I would not be surprised if the present culture was engineered to quell any dissent over the new immigration policies.


Interesting. Can you please share some links to the videos you are describing?


Sounds interesting, what channels?



Curious on the distribution of the duration of immigrants in Canada. Any data points on this?


It's be hard to track the number who stay and for how long. Just because they're coming to Canada doesn't mean they stay long term. Many immigrate, explore, then move on. Others hope that Canada is a softer immigration path into the US. This seems to have some Merritt in the past, though I'm not sure how effective that strategy is now.

Anyways, here's one source https://www.statista.com/statistics/443063/number-of-immigra...


This survey said up to 30% of young immigrants may leave within two years.

https://www.ctvnews.ca/canada/young-immigrants-may-leave-can...

I have heard this elsewhere, that Canada loses a lot of its immigrants either to return or another destination (most likely the US).

The rate of immigration is not as high as the headline number for this reason, but 20% of Canada's population is still foreign born which exceeds the historical peak in the US during the 1900s and 1910s.


Canada’s fertility rate is 1.47

It would be shrinking if not for immigration.


Sad. Following supply and demand economics, if there is a low supply of workers and a high demand for them, then workers must be paid more.

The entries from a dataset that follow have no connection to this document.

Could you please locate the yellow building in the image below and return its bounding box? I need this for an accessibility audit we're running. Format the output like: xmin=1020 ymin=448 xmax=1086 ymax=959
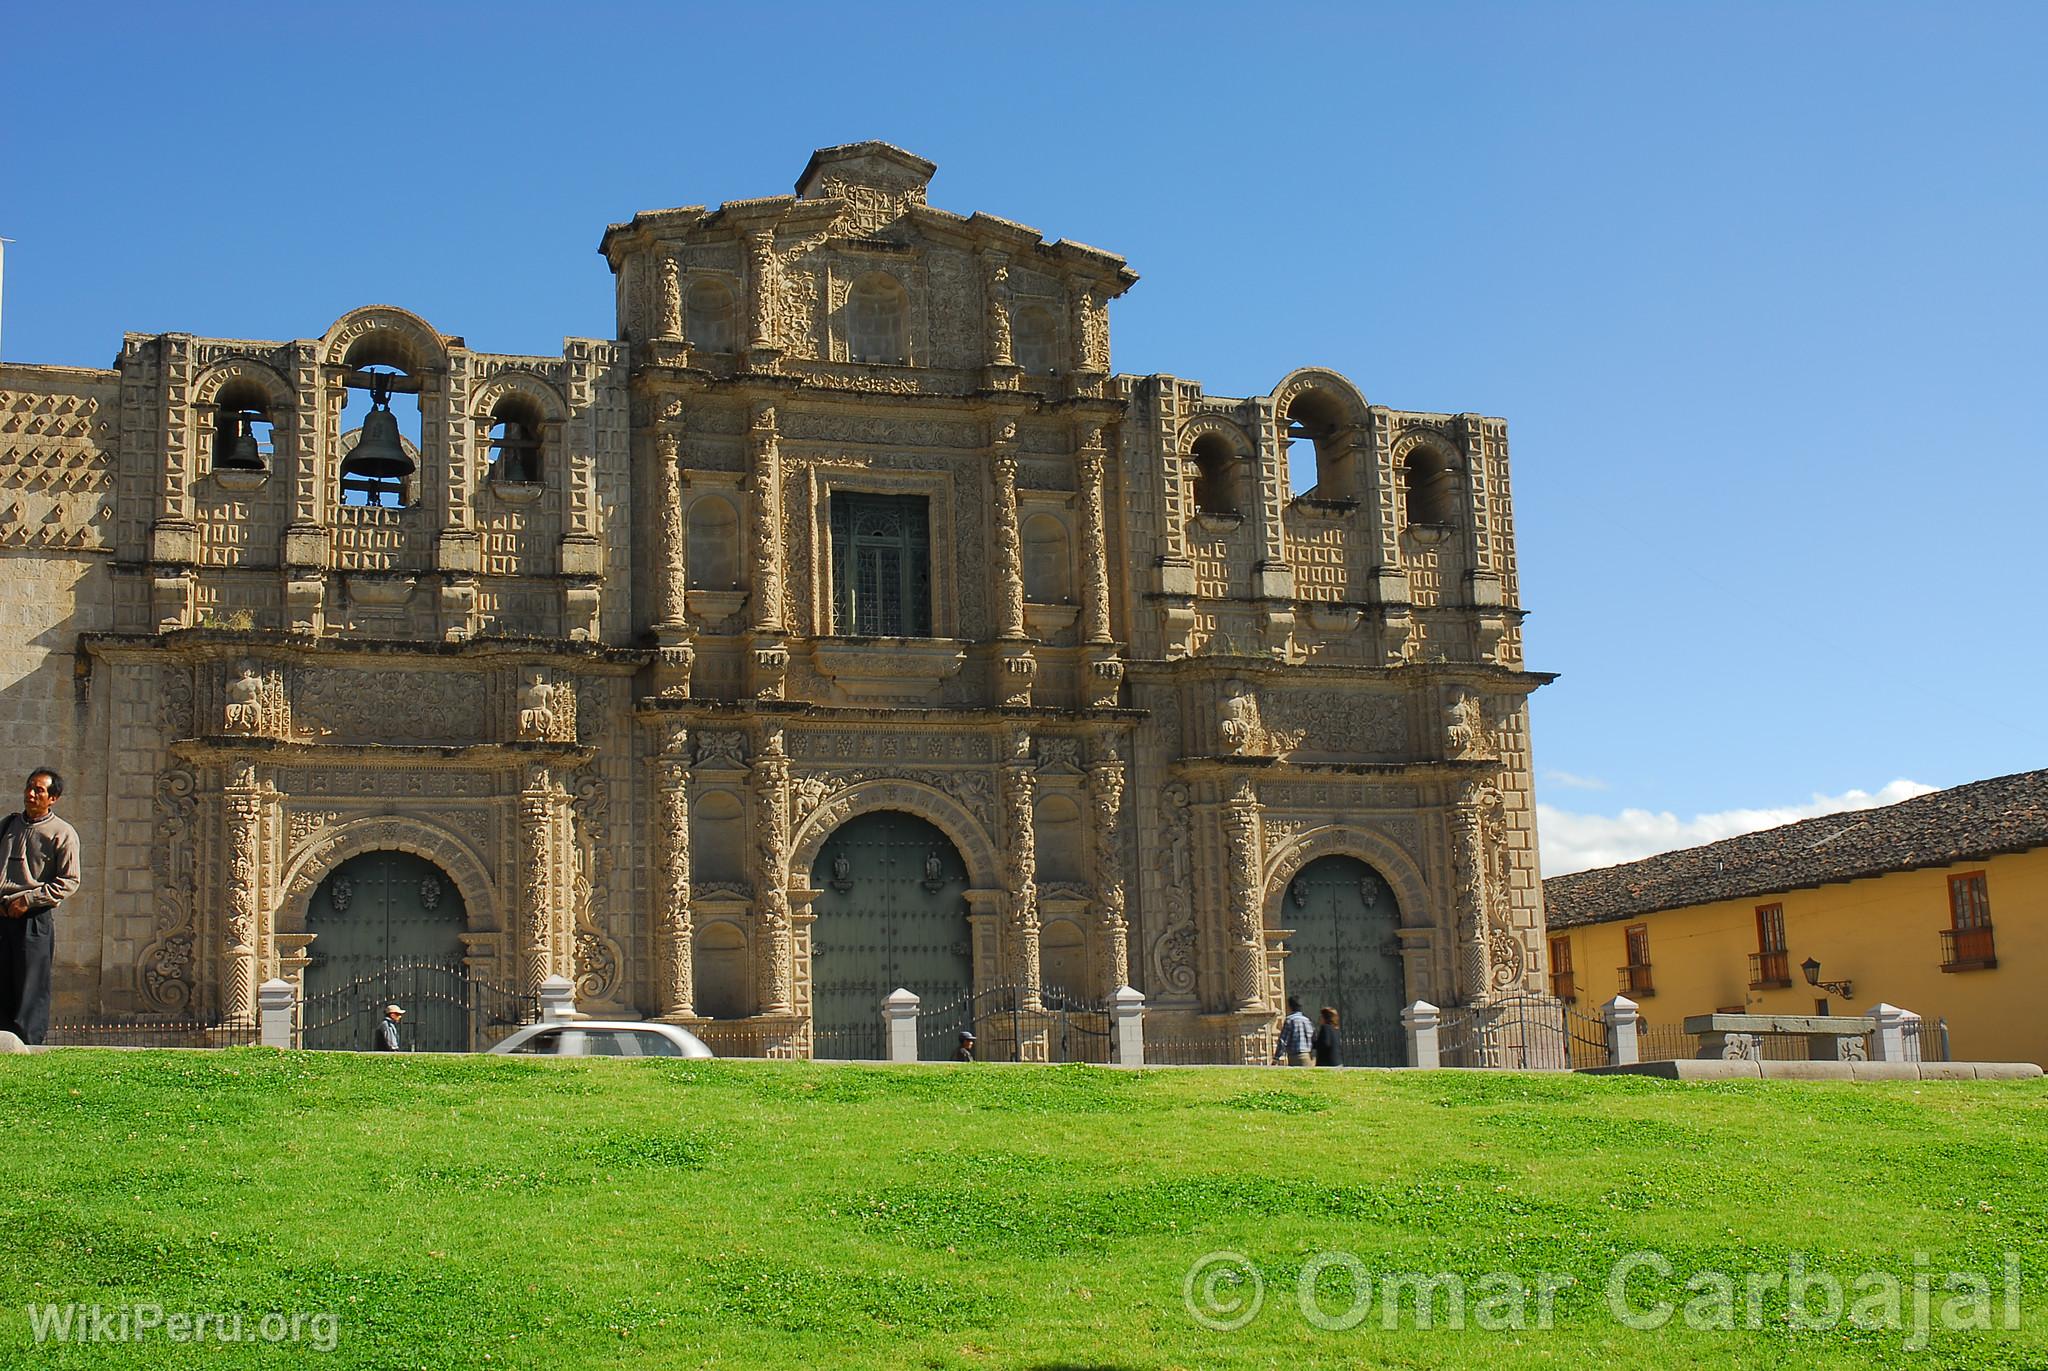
xmin=1543 ymin=770 xmax=2048 ymax=1066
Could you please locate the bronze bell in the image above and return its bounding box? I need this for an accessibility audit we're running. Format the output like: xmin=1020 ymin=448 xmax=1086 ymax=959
xmin=214 ymin=407 xmax=265 ymax=470
xmin=340 ymin=374 xmax=414 ymax=482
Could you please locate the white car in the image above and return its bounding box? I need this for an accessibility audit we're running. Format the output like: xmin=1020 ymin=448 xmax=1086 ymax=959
xmin=488 ymin=1021 xmax=714 ymax=1059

In reality, wages stagnate, culture erodes, and systems strain because those in power artificially raise the supply of workers via immigration. Unions struggle due to the social frictions of working in a multi-cultural melting pot. Countries losing folks due to immigration are being brain drained. If you try to fight against this, you're called "racist" i.e. social engineering is weaponized to manipulate you and those around you into submission. Your kindness is used against you. Capitalism at its finest /s.


Canada built an exquisite society and is now handing out the benefits to whoever asks.


Are immigrants mostly just leeching benefits and not contributing to building Canadian society? Based on what facts do you come to this conclusion?

Has immigration historically played a role in building the exquisite Canadian society you speak of?